With economic predictions, the only thing that I know for sure is that I don't know for sure. If you know what I mean.

That said, the places in the world where people like to work, should be fine in the long run. The US has a huge amount of intellectual capital, natural resources and (mostly) stable geography.

If the country, as a whole, unwinds in a liquidity sense then there is a lot of consumption that will be replaced with debt paydown. That is going to be a painful adjustment.

One area where I don't have a clear view is whether we're looking at inflation, or deflation. The liquidity shock is deflationary but the high level of debt points to a potential inflationary push. Not sure how that will play out (not that there is much I can do about it).

Two things that I see:

US Marginal Consumption -- prices move at the margin, in terms of marginal consumption, the US is a big market in global terms. I see the impact more in terms of marginal consumption, than the world being tied to the US through currency denomination.

Room to maneuver -- the high level of government spending in the last, say, five years has left the country with a fairly narrow range of options. Not sure how many more $700B programs will be possible. The concern over whether the financial plan is the right way to spend the cash is a good one. I don't have the answer but we should all realize that it's probably the last $700B plan for a long time. The fact that some folks said that it is 'only the same as the Iraq war' really made me thing. $1,400B, combined, is a lot of money that could have been invested in health, education, infrastructure. The case for the return on investment hasn't been made so far.

Anyhow, more thoughts than answers.


At 9:34 AM, Blogger Bruce Stewart (施樸樂) (ブルース・スチュワート) said...

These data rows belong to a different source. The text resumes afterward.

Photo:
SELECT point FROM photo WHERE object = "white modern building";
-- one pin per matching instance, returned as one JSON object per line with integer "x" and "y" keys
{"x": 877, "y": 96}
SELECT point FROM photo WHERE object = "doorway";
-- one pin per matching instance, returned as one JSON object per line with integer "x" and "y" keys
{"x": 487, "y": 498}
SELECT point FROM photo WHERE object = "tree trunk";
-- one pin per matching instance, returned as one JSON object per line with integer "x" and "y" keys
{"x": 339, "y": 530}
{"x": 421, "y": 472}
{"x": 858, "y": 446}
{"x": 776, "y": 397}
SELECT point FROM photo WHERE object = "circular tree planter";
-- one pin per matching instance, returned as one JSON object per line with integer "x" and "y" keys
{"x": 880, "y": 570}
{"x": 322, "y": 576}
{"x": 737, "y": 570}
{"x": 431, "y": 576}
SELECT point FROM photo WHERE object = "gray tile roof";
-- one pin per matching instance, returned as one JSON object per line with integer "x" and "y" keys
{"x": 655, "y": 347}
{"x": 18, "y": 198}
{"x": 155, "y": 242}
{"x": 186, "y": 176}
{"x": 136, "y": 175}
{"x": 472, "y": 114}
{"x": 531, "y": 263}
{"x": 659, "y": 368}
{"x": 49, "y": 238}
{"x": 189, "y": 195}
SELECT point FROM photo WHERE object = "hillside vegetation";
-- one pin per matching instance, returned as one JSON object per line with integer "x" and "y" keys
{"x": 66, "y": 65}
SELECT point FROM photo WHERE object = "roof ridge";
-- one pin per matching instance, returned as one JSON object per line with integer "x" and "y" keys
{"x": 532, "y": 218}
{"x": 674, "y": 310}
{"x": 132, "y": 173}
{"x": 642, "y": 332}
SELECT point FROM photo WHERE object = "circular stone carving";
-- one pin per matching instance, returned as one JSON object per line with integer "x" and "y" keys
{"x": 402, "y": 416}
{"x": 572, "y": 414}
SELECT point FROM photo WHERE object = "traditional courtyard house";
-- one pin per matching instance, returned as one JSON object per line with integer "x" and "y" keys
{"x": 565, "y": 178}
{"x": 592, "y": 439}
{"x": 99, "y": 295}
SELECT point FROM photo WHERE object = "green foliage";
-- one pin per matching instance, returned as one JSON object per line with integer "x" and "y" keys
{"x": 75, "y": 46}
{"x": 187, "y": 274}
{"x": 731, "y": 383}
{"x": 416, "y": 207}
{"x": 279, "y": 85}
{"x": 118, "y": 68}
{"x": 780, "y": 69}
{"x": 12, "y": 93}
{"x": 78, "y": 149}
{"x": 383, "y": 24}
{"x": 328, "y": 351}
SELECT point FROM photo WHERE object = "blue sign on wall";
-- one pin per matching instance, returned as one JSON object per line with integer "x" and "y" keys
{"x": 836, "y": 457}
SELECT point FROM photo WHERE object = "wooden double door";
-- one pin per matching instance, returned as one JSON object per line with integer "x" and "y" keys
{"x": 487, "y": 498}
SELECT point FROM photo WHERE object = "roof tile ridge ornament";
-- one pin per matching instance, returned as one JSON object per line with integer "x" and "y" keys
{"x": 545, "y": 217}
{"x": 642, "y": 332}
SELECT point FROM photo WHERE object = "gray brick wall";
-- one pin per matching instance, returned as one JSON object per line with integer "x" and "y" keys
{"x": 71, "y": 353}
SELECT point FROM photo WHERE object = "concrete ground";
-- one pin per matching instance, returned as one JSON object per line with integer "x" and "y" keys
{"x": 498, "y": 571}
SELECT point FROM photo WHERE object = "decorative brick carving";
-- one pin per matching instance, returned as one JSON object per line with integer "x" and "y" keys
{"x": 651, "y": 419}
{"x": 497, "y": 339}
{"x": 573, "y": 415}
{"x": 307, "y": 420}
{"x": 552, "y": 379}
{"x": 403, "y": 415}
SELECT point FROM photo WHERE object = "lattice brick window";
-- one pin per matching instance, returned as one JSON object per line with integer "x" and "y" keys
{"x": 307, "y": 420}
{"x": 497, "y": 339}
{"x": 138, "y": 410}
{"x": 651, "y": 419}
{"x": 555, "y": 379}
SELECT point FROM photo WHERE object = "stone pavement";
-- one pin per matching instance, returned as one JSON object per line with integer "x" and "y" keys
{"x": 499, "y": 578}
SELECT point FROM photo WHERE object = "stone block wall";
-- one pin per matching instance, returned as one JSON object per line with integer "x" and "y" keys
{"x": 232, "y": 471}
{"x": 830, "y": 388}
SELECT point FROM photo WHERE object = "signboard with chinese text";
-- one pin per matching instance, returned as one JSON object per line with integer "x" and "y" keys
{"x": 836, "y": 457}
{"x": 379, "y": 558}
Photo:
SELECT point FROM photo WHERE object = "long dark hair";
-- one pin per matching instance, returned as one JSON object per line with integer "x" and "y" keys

The hyperlink to the Richest Man in Babylon led me to the Wikipedia posting and the reviews therein - truly informative and inspiring. I had for a long time just assumed that being relatively poor was more virtuous and the way of life for me. However, the last couple of years my mindset has shifted to planning and preparing for the future for both myself and the family. I am gradually seeing progress with the "numerator" (wealth) increasing and the "denominator" (needs) decreasing. Like swimming, the gains on any given day are small, but over time they add up. So thanks for the "links".

At 2:24 PM, Blogger Gordo Byrn said...


The Artists Way (J Cameron) has an interesting section on how attitudes to wealth can impact our financial situation. I see a lot of her observations in my life situation and attitudes.

The healthiest view that I have read about financial stability/security is seeing it as a store of energy. If we take the time to build that store, then we have the freedom to direct energy towards other directions.

As AC notes, one can also derive freedom from living in a very simple fashion. But our capacity to help others, can be limited. Of course, we often help other the most when we empower them to help themselves.

Lao Tzu -- Need Little, Want Less
A great saying from the Tao Te Ching.


At 12:25 PM, Blogger Missy said...

Thank you for sharing your perspective.

Here in the US, replacing consumption with a decrease in debt sounds like a great idea to me. I'm just not sure if that is how this situation will play.

Unlike the previous generation, this one seems to have no problem with defaulting and leaving debtors holding the bag.

Of course in the current mortgage crisis, many have no choice.